Summarised by Dr Andrew Haymet
Kamenshchikov NO, et al. Nitric oxide provides myocardial protection when added to the cardiopulmonary bypass circuit during cardiac surgery: Randomized trial. The Journal of Thoracic and Cardiovascular Surgery. 2018 Oct 13.
This prospective randomized study of 60 patients examined the effect of adding nitric oxide (NO) to the cardiopulmonary bypass (CPB) circuit for cardioprotection against ischaemia-reperfusion injury during coronary artery bypass grafting. Nitric oxide supply to the CPB circuit was found to be cardioprotective and associated lower levels of cardiac biomarkers and improved vasoactive inotropic score.
This paper reviews heparin induced thrombocytopenia (HIT), a rare but serious risk after cardiac surgery.

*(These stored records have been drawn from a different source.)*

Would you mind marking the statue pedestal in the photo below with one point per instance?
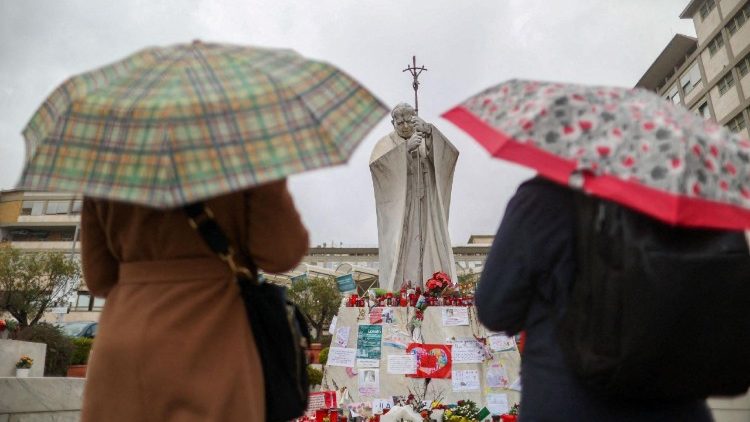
(397, 335)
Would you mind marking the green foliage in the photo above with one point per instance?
(315, 375)
(463, 411)
(467, 283)
(323, 356)
(59, 346)
(81, 350)
(379, 292)
(319, 300)
(326, 340)
(31, 281)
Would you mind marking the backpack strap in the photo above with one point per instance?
(201, 218)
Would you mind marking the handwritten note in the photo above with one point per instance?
(468, 351)
(341, 356)
(402, 364)
(465, 380)
(454, 316)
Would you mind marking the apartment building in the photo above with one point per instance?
(45, 221)
(709, 74)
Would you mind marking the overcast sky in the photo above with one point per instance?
(466, 45)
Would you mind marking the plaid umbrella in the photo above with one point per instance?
(169, 126)
(627, 145)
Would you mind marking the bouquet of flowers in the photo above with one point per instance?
(465, 410)
(437, 283)
(25, 362)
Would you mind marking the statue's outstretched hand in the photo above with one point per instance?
(420, 126)
(414, 142)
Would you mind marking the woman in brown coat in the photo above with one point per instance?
(174, 343)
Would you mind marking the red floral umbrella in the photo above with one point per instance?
(627, 145)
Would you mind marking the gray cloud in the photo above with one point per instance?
(466, 45)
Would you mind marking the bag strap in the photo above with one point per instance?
(201, 218)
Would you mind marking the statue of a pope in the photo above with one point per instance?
(412, 174)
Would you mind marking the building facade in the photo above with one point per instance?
(44, 221)
(710, 74)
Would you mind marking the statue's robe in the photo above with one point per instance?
(397, 200)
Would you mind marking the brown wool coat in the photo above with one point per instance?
(173, 342)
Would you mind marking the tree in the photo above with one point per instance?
(31, 281)
(319, 299)
(467, 283)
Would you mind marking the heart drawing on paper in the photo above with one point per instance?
(432, 359)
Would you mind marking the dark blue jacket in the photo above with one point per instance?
(525, 285)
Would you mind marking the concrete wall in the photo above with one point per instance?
(739, 40)
(731, 410)
(9, 211)
(40, 399)
(725, 104)
(714, 65)
(727, 6)
(703, 27)
(12, 350)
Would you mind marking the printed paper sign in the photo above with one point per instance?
(497, 376)
(378, 405)
(465, 380)
(402, 364)
(368, 363)
(502, 343)
(332, 325)
(345, 283)
(376, 315)
(498, 403)
(433, 360)
(467, 351)
(322, 400)
(341, 356)
(342, 337)
(369, 382)
(389, 316)
(455, 315)
(516, 385)
(368, 341)
(396, 338)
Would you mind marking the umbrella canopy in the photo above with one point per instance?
(627, 145)
(174, 125)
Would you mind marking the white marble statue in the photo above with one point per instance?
(412, 174)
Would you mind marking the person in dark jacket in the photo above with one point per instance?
(525, 285)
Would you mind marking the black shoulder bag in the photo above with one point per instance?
(281, 333)
(657, 312)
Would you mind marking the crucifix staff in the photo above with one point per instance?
(415, 71)
(419, 182)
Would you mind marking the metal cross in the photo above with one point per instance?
(415, 71)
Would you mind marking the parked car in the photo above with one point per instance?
(79, 328)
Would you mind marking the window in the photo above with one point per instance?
(32, 207)
(691, 78)
(715, 44)
(725, 83)
(744, 66)
(77, 207)
(98, 304)
(703, 111)
(706, 8)
(83, 301)
(57, 207)
(674, 95)
(739, 19)
(736, 124)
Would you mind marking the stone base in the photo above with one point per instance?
(40, 399)
(433, 331)
(12, 350)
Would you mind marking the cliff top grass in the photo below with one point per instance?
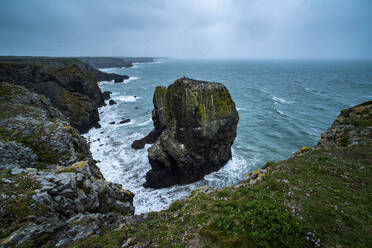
(320, 198)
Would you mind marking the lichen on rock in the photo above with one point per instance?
(194, 127)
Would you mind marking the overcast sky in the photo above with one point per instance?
(324, 29)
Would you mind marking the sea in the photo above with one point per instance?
(283, 106)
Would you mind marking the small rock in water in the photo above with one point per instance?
(124, 121)
(4, 180)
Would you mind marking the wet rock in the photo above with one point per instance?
(106, 95)
(196, 122)
(54, 179)
(352, 126)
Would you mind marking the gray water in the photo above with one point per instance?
(283, 105)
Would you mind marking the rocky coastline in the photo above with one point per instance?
(67, 62)
(53, 194)
(195, 125)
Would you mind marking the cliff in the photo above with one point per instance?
(52, 192)
(64, 62)
(73, 92)
(320, 197)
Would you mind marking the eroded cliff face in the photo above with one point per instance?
(195, 124)
(75, 93)
(352, 126)
(52, 192)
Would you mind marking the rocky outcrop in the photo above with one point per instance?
(352, 126)
(64, 62)
(52, 192)
(197, 123)
(106, 95)
(106, 62)
(75, 93)
(137, 59)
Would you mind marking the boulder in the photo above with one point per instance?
(195, 125)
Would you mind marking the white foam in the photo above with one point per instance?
(145, 123)
(126, 98)
(280, 112)
(130, 79)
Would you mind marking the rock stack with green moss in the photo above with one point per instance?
(52, 192)
(197, 121)
(320, 197)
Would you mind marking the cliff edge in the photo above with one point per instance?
(320, 197)
(52, 192)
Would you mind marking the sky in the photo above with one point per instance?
(250, 29)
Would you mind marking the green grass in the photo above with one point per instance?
(322, 194)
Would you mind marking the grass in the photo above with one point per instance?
(320, 198)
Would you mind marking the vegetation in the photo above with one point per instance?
(318, 198)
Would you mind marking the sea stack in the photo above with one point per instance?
(195, 123)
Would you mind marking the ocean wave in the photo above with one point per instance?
(280, 112)
(280, 100)
(127, 98)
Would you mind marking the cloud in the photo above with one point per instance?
(201, 28)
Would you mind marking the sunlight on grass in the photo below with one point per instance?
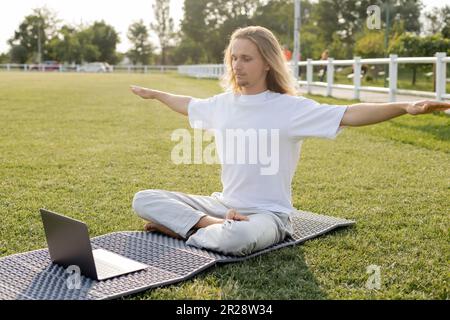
(83, 145)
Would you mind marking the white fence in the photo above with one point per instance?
(202, 70)
(216, 70)
(440, 60)
(79, 68)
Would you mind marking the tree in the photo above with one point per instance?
(163, 26)
(142, 48)
(34, 33)
(66, 46)
(4, 58)
(411, 45)
(105, 38)
(439, 21)
(18, 54)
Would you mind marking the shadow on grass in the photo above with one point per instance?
(441, 132)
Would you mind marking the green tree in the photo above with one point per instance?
(66, 46)
(163, 25)
(18, 54)
(34, 31)
(105, 38)
(142, 49)
(411, 45)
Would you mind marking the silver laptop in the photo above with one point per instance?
(69, 244)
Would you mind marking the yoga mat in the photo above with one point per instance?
(32, 276)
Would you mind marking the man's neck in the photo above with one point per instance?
(252, 91)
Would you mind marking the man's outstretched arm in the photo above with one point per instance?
(175, 102)
(362, 114)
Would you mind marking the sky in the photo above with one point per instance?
(118, 14)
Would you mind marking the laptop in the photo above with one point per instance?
(69, 244)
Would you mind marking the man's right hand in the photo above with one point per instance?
(144, 93)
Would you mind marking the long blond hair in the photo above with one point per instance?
(279, 78)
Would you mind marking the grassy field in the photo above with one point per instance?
(83, 145)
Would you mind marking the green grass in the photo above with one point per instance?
(83, 145)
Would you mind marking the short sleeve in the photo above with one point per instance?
(201, 112)
(311, 119)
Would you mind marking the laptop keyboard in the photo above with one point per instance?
(105, 268)
(109, 264)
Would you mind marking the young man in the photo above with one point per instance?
(253, 210)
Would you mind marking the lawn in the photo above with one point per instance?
(83, 145)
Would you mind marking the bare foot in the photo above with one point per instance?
(152, 227)
(232, 214)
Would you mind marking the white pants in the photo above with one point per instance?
(179, 212)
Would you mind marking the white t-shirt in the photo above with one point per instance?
(280, 122)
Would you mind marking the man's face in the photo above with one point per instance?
(248, 64)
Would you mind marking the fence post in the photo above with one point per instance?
(356, 77)
(330, 76)
(309, 75)
(392, 77)
(440, 75)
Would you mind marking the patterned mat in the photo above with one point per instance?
(31, 275)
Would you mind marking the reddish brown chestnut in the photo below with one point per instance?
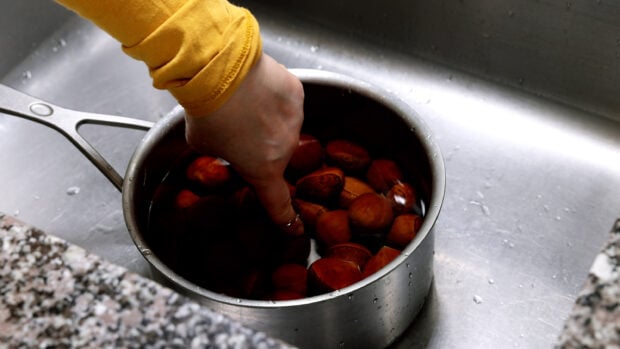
(403, 230)
(307, 157)
(329, 274)
(347, 155)
(308, 211)
(384, 256)
(332, 227)
(321, 185)
(209, 171)
(370, 213)
(353, 187)
(383, 174)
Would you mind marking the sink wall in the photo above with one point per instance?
(565, 50)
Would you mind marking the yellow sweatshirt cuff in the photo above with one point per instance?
(199, 50)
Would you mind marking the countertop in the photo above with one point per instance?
(56, 294)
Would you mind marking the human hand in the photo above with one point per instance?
(257, 130)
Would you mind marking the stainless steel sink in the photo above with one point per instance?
(522, 97)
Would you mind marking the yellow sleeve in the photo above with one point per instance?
(199, 50)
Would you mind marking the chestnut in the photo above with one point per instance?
(307, 157)
(383, 174)
(370, 212)
(329, 274)
(353, 187)
(403, 230)
(308, 211)
(321, 185)
(347, 155)
(332, 227)
(350, 251)
(211, 172)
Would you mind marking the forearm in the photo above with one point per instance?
(199, 50)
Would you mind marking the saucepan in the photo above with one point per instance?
(371, 313)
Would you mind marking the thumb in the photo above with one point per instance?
(275, 196)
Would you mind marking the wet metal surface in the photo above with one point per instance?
(532, 185)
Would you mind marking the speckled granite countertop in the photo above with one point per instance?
(595, 318)
(56, 295)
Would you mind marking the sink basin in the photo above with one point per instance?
(521, 97)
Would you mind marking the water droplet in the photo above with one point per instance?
(485, 210)
(73, 191)
(146, 251)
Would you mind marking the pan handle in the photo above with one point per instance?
(67, 122)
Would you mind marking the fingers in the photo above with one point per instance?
(275, 197)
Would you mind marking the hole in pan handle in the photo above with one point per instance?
(67, 122)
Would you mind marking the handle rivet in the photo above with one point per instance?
(41, 109)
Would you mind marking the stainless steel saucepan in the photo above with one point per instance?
(369, 314)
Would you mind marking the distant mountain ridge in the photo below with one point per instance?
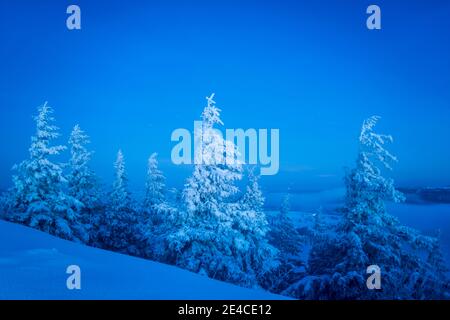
(427, 195)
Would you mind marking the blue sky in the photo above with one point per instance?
(140, 69)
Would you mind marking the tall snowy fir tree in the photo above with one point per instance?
(155, 185)
(214, 236)
(368, 235)
(118, 229)
(157, 215)
(37, 197)
(285, 237)
(82, 182)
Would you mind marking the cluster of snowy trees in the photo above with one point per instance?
(213, 228)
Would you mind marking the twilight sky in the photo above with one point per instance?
(137, 70)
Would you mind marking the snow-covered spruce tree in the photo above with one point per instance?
(284, 236)
(286, 204)
(82, 182)
(37, 198)
(157, 214)
(154, 187)
(118, 229)
(368, 235)
(214, 236)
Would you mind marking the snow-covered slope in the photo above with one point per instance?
(33, 266)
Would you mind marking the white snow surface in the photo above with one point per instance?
(33, 266)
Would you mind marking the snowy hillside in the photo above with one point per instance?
(33, 266)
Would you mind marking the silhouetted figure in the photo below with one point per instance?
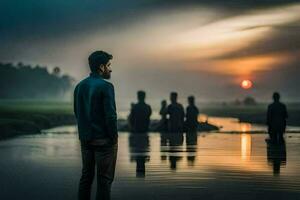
(276, 119)
(140, 114)
(191, 146)
(175, 142)
(139, 148)
(176, 115)
(95, 111)
(162, 126)
(276, 155)
(192, 113)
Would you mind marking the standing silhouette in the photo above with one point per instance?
(276, 119)
(192, 113)
(95, 111)
(139, 148)
(140, 114)
(176, 115)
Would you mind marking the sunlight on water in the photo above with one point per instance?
(194, 163)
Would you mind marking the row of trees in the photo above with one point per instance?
(27, 82)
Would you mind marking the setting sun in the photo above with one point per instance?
(246, 84)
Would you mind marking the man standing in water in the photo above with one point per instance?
(95, 111)
(276, 119)
(140, 114)
(192, 113)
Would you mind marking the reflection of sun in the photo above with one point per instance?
(246, 84)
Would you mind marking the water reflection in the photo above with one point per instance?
(276, 155)
(171, 166)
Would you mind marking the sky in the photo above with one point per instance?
(201, 48)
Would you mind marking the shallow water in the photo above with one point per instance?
(156, 166)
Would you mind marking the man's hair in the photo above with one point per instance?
(276, 96)
(98, 58)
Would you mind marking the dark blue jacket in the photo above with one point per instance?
(95, 109)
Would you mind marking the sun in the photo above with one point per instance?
(246, 84)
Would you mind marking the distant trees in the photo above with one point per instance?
(247, 101)
(27, 82)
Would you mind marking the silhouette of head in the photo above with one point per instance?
(163, 103)
(191, 100)
(99, 62)
(276, 96)
(173, 97)
(141, 96)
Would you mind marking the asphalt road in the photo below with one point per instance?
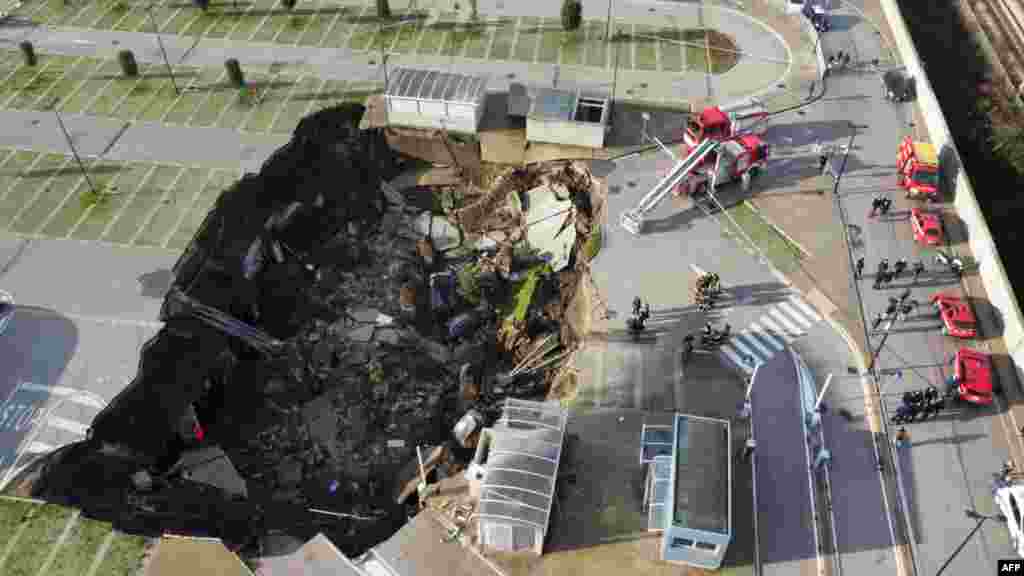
(81, 319)
(948, 467)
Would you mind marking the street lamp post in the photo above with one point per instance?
(981, 520)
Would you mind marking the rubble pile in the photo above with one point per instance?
(321, 326)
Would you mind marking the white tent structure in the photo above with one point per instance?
(428, 98)
(519, 458)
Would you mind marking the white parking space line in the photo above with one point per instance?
(806, 309)
(76, 396)
(40, 189)
(753, 340)
(128, 201)
(775, 328)
(777, 316)
(187, 210)
(35, 447)
(68, 425)
(20, 176)
(801, 319)
(727, 351)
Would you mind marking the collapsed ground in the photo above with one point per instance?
(323, 325)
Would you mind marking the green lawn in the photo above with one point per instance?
(646, 48)
(337, 35)
(672, 53)
(96, 219)
(80, 548)
(45, 523)
(529, 37)
(502, 47)
(124, 556)
(572, 47)
(217, 182)
(597, 48)
(141, 202)
(97, 81)
(783, 255)
(141, 92)
(117, 90)
(169, 212)
(551, 40)
(39, 84)
(48, 198)
(297, 104)
(68, 215)
(201, 87)
(317, 27)
(273, 25)
(270, 99)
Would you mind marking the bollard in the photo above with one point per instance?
(28, 52)
(235, 75)
(129, 68)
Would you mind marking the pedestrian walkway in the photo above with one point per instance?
(760, 341)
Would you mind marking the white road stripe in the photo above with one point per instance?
(39, 448)
(753, 339)
(68, 425)
(806, 309)
(801, 319)
(768, 336)
(84, 398)
(767, 321)
(747, 352)
(727, 351)
(781, 319)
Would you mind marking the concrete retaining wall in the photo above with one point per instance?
(992, 272)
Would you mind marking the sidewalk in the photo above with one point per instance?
(115, 139)
(767, 64)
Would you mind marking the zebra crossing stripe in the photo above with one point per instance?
(775, 328)
(781, 319)
(768, 336)
(795, 315)
(68, 425)
(727, 351)
(738, 344)
(753, 339)
(806, 309)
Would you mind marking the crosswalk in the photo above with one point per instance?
(761, 340)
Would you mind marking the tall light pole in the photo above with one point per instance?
(156, 33)
(981, 520)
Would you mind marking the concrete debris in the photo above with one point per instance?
(352, 283)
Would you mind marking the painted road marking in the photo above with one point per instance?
(61, 423)
(795, 315)
(753, 340)
(781, 319)
(768, 336)
(82, 397)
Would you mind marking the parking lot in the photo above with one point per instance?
(139, 204)
(274, 104)
(354, 25)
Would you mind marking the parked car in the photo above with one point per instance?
(972, 379)
(927, 227)
(957, 318)
(6, 310)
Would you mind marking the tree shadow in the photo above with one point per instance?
(48, 172)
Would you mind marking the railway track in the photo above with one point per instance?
(1001, 23)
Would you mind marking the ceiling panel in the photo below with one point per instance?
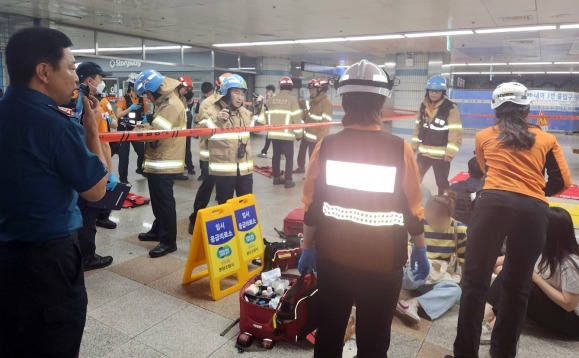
(205, 22)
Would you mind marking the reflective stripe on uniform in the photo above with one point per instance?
(163, 164)
(364, 217)
(359, 176)
(452, 147)
(162, 122)
(230, 167)
(433, 151)
(230, 136)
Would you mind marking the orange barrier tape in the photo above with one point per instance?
(195, 132)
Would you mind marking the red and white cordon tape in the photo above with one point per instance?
(137, 135)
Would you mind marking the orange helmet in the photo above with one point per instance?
(322, 83)
(219, 80)
(186, 81)
(285, 81)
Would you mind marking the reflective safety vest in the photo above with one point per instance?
(166, 156)
(229, 152)
(360, 201)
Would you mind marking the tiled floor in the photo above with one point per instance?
(139, 308)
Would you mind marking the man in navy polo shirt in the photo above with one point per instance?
(47, 158)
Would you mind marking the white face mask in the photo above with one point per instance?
(99, 88)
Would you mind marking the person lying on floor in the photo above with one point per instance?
(446, 246)
(554, 297)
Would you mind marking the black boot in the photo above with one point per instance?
(162, 250)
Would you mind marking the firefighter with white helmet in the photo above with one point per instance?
(437, 134)
(230, 160)
(362, 198)
(164, 158)
(318, 109)
(514, 155)
(283, 109)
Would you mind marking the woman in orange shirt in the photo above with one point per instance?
(513, 204)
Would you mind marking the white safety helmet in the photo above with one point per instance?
(510, 92)
(364, 76)
(133, 77)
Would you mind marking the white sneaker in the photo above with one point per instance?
(485, 337)
(408, 310)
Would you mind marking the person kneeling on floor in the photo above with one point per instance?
(446, 245)
(554, 298)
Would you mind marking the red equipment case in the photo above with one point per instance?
(293, 223)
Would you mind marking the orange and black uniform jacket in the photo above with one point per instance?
(353, 224)
(521, 171)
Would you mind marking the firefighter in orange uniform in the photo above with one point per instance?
(362, 198)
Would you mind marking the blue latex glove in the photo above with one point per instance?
(419, 263)
(112, 182)
(307, 263)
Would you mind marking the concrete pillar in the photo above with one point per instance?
(268, 72)
(412, 71)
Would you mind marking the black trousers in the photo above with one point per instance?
(204, 165)
(523, 220)
(188, 156)
(441, 170)
(375, 295)
(124, 150)
(87, 233)
(163, 205)
(225, 187)
(541, 309)
(285, 147)
(43, 299)
(266, 146)
(305, 148)
(202, 198)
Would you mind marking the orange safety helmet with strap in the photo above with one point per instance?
(219, 80)
(285, 81)
(322, 83)
(187, 82)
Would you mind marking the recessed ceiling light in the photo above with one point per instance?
(439, 33)
(515, 29)
(487, 64)
(313, 41)
(374, 37)
(529, 63)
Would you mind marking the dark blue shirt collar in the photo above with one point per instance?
(32, 96)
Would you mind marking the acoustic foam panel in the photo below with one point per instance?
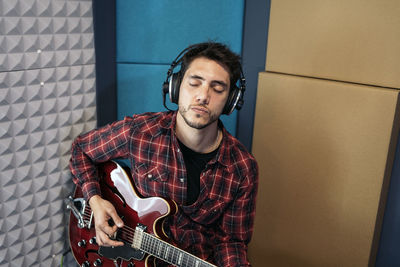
(347, 40)
(47, 98)
(45, 34)
(148, 80)
(325, 151)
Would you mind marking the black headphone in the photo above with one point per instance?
(173, 81)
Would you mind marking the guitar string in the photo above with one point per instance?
(148, 242)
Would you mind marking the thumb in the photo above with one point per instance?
(117, 220)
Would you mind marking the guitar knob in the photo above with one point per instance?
(97, 262)
(82, 243)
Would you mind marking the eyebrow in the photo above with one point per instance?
(197, 77)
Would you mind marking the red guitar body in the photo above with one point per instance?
(134, 211)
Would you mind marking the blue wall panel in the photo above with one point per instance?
(156, 31)
(139, 89)
(388, 253)
(150, 34)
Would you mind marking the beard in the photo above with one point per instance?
(198, 123)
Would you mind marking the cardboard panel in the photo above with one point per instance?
(348, 40)
(324, 150)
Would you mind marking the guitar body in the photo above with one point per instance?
(117, 187)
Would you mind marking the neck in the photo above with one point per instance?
(200, 140)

Diagnosis can be difficult, if based solely on development of thrombocytopenia, because cardiac surgical patients have multiple reasons to be thrombocytopenic. Clinical assessment with laboratory evaluation should guide the diagnostic evaluation. Several clinical scoring systems have been reviewed with a diagnostic algorithm. Anticoagulation is recommended after the acute phase of HIT has resolved, commonly with a bridge of DTI’s to vitamin K antagonists.
This review article describes the rationale for discontinuing dual antiplatelet therapy before cardiac surgery and its limitations, the assays available to assess pharmacodynamic effects, and the association between platelet inhibition with surgery-related bleeding. Patients at high risk may especially benefit from preoperative platelet function monitoring to both guide individualized preoperative waiting and serve as part of a transfusion algorithm aimed at targeted postcardiopulmonary bypass haemostasis management. Individualized preoperative waiting time and intraoperative transfusion management are expected to shorten length of stay and reduce costs.